Jeannine... mi amada esposa, Anne y Betty... mis queridas hijas... tres nombres, tres cruces, la misma fecha, y un inmenso dolor que todo lo llena,
que todo lo alcanza.
Subo la suave cuesta que me lleva a la cúspide de la colina por el estrecho y retorcido sendero de losas de roja piedra.
Arriba en lo más alto, en la cima y dominando el poco transitado cementerio, tranquilo, como un anciano que se yergue impávido, el viejo sauce mueve perezosamente sus ramas atiborradas de hojas al vaivén del suave aire primaveral que ya anhela la llegada del cercano verano, vela las tres cruces blancas, sobrias, dolientes.
Dios mío... tanta vida, tantos proyectos, tanta esperanza; ahora solo el recuerdo, los domingos unas flores, todos los días mis oraciones, y para siempre un deseo, una idea, una sola meta: la de acabar con aquel que os hizo esto.
Me arrodillo y rezo; lloro en soledad, me ahogo de dolor envuelto en la pena que llevo dentro sentándome entre ellas; pienso que están tan quietas... la memoria me devuelve los bellos recuerdos, las risas, los besos y todo el amor que nos dimos.
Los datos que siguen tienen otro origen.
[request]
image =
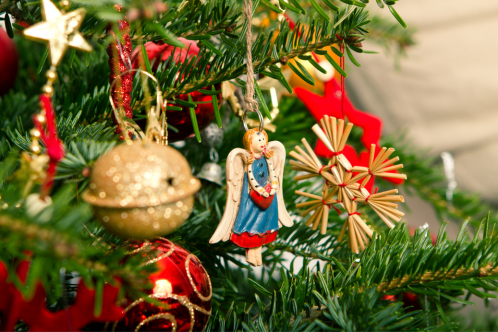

Arranco con mis manos las matas salvajes que atenazan las cruces y elimino el moho que intenta borrar con su presencia los nombres de mis chicas, mis chicas... como yo las llamaba.
Después de despedirme marcho, despacio, calladamente, sumido en los recuerdos, con mi pena a cuesta; queriendo no volver para no sufrir, deseando no marchar para no olvidar.
Allá en donde quiera que estéis ... esperadme. Os quiero y siempre os querré.